Legge Pinto: incostituzionale applicare i termini di ragionevole durata anche al procedimento di indennizzo

Redazione Scientifica
23 Febbraio 2016

La Corte Costituzionale ha dichiarato l'illegittimità costituzionale dell'art. 2, comma 2-bis della Legge Pinto (L. 24 marzo 2001, n. 89) come aggiunti dall'art. 55, comma 1, lett. a), numero 2), d.l. 22 giugno 2012, n. 83, convertito con modificazioni dall'art. 1, comma 1, l. 7 agosto 2012, n. 134, in riferimento agli artt. 3, comma 1, 111, comma 2 e 117, comma 1, Cost., quest'ultimo in relazione all'art. 6 Cedu.

La vicenda.

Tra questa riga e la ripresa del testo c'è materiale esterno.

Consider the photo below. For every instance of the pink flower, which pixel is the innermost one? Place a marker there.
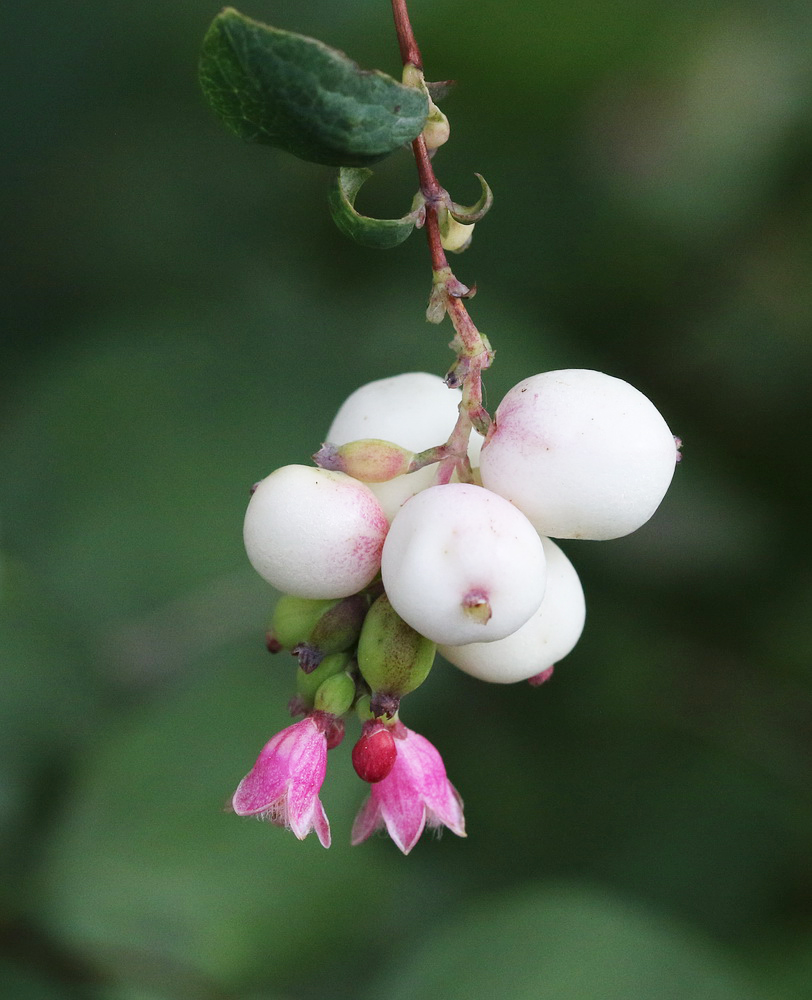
(283, 786)
(415, 793)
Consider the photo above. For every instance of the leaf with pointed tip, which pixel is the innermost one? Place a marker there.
(380, 234)
(473, 213)
(440, 89)
(300, 95)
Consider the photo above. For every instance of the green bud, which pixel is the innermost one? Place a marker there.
(436, 130)
(370, 460)
(336, 694)
(454, 236)
(363, 708)
(294, 618)
(336, 630)
(308, 684)
(392, 657)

La Corte d'appello di Firenze, con sei ordinanze, sollevava la questione di legittimità costituzionale dell'art. 2, commi 2-bis e 2-ter della Legge Pinto (L. 24 marzo 2001, n. 89) come aggiunti dall'art. 55, comma 1, lett. a), numero 2), d.l. 22 giugno 2012, n. 83, convertito con modificazioni dall'art. 1, comma 1, l. 7 agosto 2012, n. 134, in riferimento agli artt. 3, comma 1, 111, comma 2 e 117, comma 1, Cost., quest'ultimo in relazione all'art. 6 Cedu.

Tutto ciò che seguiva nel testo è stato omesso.